Explore Spark Streaming in Azure Synapse Analytics
In this exercise, you’ll use Spark Structured Streaming and delta tables in Azure Synapse Analytics to process streaming data.
This lab will take approximately 15 minutes to complete.
Before you start
You’ll need an Azure subscription in which you have administrative-level access.
Provision a Synapse Analytics workspace
To use Synapse Analytics, you must provision a Synapse Analytics Workspace resource in your Azure subscription.
-
Open the Azure portal at Azure portal, and sign in using the credentials associated with your Azure subscription.
Note: Ensure you are working in the directory containing your own subscription - indicated at the top right under your user ID. If not, select the user icon and switch directory.
- In the Azure portal, on the Home page, use the + Create a resource icon to create a new resource.
- Search for Azure Synapse Analytics, and create a new Azure Synapse Analytics resource with the following settings:
- Subscription: Your Azure subscription
- Resource group: Create a new resource group with a suitable name, like “synapse-rg”
- Managed resource group: Enter an appropriate name, for example “synapse-managed-rg”.
- Workspace name: *Enter a unique workspace name, for example “synapse-ws-
*. - Region: Select any available region.
- Select Data Lake Storage Gen 2: From subscription
- Account name: *Create a new account with a unique name, for example “datalake
"*. - File system name: *Create a new file system with a unique name, for example “fs
"*.
- Account name: *Create a new account with a unique name, for example “datalake
Note: A Synapse Analytics workspace requires two resource groups in your Azure subscription; one for resources you explicitly create, and another for managed resources used by the service. It also requires a Data Lake storage account in which to store data, scripts, and other artifacts.
- Subscription: Your Azure subscription
- When you’ve entered these details, select Review + create, and then select Create to create the workspace.
- Wait for the workspace to be created - this may take five minutes or so.

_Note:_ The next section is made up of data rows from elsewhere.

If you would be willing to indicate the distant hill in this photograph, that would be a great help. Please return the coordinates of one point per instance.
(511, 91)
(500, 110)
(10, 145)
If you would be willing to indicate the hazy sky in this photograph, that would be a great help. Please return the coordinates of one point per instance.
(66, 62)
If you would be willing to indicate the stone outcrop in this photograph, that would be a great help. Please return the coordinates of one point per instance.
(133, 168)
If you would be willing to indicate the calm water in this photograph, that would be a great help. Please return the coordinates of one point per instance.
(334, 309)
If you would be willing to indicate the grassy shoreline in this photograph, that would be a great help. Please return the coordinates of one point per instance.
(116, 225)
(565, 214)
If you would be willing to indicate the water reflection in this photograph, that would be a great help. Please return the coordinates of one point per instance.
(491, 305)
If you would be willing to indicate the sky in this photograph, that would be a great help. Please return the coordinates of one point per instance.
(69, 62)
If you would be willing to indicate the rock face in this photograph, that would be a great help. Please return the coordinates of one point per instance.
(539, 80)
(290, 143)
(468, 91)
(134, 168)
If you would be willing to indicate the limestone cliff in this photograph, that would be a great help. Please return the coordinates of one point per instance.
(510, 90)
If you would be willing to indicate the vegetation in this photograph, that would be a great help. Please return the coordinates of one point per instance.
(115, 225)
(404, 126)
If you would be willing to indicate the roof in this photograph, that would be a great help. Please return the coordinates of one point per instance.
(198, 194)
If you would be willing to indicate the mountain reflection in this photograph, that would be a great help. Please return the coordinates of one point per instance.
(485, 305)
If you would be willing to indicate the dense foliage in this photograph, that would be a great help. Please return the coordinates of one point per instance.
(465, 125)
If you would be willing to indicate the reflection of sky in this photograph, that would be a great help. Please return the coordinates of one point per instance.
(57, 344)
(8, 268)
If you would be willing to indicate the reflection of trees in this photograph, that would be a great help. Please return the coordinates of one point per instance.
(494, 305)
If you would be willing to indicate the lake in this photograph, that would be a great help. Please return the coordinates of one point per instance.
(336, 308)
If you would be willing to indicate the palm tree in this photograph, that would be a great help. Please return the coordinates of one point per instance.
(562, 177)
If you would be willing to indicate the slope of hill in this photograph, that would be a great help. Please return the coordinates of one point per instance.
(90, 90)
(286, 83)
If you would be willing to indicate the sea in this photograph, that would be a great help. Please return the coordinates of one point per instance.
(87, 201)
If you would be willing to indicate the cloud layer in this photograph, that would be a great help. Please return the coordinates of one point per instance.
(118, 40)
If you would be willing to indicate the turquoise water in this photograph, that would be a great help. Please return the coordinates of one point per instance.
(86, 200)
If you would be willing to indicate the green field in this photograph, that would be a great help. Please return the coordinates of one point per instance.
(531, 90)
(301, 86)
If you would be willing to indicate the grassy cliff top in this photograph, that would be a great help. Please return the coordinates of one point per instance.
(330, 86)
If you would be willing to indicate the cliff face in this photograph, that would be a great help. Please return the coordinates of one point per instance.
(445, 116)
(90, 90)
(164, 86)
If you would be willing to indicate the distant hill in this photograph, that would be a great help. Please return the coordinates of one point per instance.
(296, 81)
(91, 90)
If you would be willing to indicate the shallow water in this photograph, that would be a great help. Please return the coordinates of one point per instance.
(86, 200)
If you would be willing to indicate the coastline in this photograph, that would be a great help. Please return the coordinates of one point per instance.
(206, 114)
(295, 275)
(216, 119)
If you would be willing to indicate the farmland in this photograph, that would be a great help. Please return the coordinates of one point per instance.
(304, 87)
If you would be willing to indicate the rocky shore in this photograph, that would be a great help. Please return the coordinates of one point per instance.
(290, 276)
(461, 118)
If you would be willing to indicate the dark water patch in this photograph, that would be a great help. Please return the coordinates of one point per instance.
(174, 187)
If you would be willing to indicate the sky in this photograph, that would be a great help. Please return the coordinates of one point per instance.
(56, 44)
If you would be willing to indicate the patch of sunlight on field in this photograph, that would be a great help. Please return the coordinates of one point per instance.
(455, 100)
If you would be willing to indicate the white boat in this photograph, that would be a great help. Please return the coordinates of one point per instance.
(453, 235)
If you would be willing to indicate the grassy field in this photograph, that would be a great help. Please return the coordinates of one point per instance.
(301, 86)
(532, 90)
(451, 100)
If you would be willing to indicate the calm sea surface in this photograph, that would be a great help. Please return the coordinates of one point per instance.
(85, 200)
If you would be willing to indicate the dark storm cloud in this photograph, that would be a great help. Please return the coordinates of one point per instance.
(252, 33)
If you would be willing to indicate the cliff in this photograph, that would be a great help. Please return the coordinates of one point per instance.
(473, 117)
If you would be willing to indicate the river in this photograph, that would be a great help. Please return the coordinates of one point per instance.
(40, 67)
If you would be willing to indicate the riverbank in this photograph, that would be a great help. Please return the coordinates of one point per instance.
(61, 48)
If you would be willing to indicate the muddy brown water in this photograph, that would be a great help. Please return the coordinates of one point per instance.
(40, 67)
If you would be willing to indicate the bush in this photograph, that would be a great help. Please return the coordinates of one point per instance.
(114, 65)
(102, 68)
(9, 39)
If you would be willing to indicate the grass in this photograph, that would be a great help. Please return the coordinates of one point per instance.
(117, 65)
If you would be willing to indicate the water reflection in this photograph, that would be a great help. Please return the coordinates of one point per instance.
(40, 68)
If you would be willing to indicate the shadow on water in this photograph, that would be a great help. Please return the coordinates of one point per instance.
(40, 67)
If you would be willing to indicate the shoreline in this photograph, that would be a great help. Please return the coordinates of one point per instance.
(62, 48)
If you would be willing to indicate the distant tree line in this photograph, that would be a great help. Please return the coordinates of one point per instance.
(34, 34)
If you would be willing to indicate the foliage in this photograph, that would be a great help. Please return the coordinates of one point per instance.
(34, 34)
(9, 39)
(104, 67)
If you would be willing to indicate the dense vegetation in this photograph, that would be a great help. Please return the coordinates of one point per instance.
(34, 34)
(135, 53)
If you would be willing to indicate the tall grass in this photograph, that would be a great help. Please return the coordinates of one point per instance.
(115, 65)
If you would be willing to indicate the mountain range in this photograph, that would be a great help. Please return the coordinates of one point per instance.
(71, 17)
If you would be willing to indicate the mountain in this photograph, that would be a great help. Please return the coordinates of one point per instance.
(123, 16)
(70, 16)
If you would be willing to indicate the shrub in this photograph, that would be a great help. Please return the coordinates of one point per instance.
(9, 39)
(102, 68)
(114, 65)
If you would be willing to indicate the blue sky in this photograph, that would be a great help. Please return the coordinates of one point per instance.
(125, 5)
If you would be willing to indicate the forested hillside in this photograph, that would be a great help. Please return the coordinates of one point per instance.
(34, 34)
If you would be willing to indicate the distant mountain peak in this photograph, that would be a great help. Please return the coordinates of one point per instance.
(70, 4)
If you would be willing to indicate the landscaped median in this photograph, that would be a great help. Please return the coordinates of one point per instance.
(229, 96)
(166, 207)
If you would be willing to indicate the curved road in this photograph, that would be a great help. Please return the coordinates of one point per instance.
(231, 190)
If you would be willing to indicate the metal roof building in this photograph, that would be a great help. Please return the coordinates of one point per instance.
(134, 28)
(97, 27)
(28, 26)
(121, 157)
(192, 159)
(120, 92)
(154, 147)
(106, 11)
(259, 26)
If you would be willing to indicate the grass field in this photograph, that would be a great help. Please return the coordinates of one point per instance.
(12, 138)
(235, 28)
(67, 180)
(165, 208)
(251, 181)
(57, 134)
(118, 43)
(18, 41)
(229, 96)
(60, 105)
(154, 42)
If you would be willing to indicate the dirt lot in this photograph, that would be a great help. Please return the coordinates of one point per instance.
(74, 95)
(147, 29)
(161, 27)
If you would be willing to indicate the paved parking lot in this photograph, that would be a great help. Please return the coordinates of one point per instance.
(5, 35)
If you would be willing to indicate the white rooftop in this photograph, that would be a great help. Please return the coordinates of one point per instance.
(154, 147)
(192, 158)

- When deployment is complete, go to the resource group that was created and notice that it contains your Synapse Analytics workspace and a Data Lake storage account.
- Select your Synapse workspace, and in its Overview page, in Open Synapse Studio card, select Open to open Synapse Studio in a new browser tab. Synapse Studio is a web-based interface that you can use to work with your Synapse Analytics workspace.
-
On the left side of Synapse Studio, use the ›› icon to expand the menu - this reveals the different pages within Synapse Studio that you will use to manage resources and perform data analytics tasks, as shown here:
Create a Spark pool
To use Spark to process streaming data, you need to add a Spark pool to your Azure Synapse workspace.
- In Synapse Studio, select the Manage page.
- Select the Apache Spark pools tab, and then use the + New icon to create a new Spark pool with the following settings:
- Apache Spark pool name: sparkpool
- Node size family: Memory Optimized
- Node size: Small (4 vCores / 32 GB)
- Autoscale: Enabled
- Number of nodes 3—-3
- Review and create the Spark pool, and then wait for it to be deployed (which may take a few minutes).
Explore stream processing
To explore stream processing with Spark, you’ll use a notebook that contains Python code and notes to help you perform some basic stream processing with Spark Structured Streaming and delta tables.
- Download the Structured Streaming and Delta Tables.ipynb notebook to your local computer (if the notebook is opened as a text file in your browser, save it to a local folder; being careful to save it as Structured Streaming and Delta Tables.ipynb, not as a .txt file)
- In Synapse Studio, select the Develop page.
- On the + menu, select ↤ Import, and select the Structured Streaming and Delta Tables.ipynb file on your local computer.
- Follow the instructions in the notebook to attach it to your Spark pool and run the code cells it contains to explore various ways to use Spark for stream processing.
Delete Azure resources
Note: If you intend to complete other exercises that use Azure Synapse Analytics, you can skip this section. Otherwise, follow the steps below to avoid unnecessary Azure costs.
- Close the Synapse Studio browser tab, without saving any changes, and return to the Azure portal.
- On the Azure portal, on the Home page, select Resource groups.
- Select the resource group for your Synapse Analytics workspace (not the managed resource group), and verify that it contains the Synapse workspace, storage account, and Data Explorer pool for your workspace (if you completed the previous exercise, it will also contain a Spark pool).
- At the top of the Overview page for your resource group, select Delete resource group.
-
Enter the resource group name to confirm you want to delete it, and select Delete.
After a few minutes, your Azure Synapse workspace and the managed workspace associated with it will be deleted.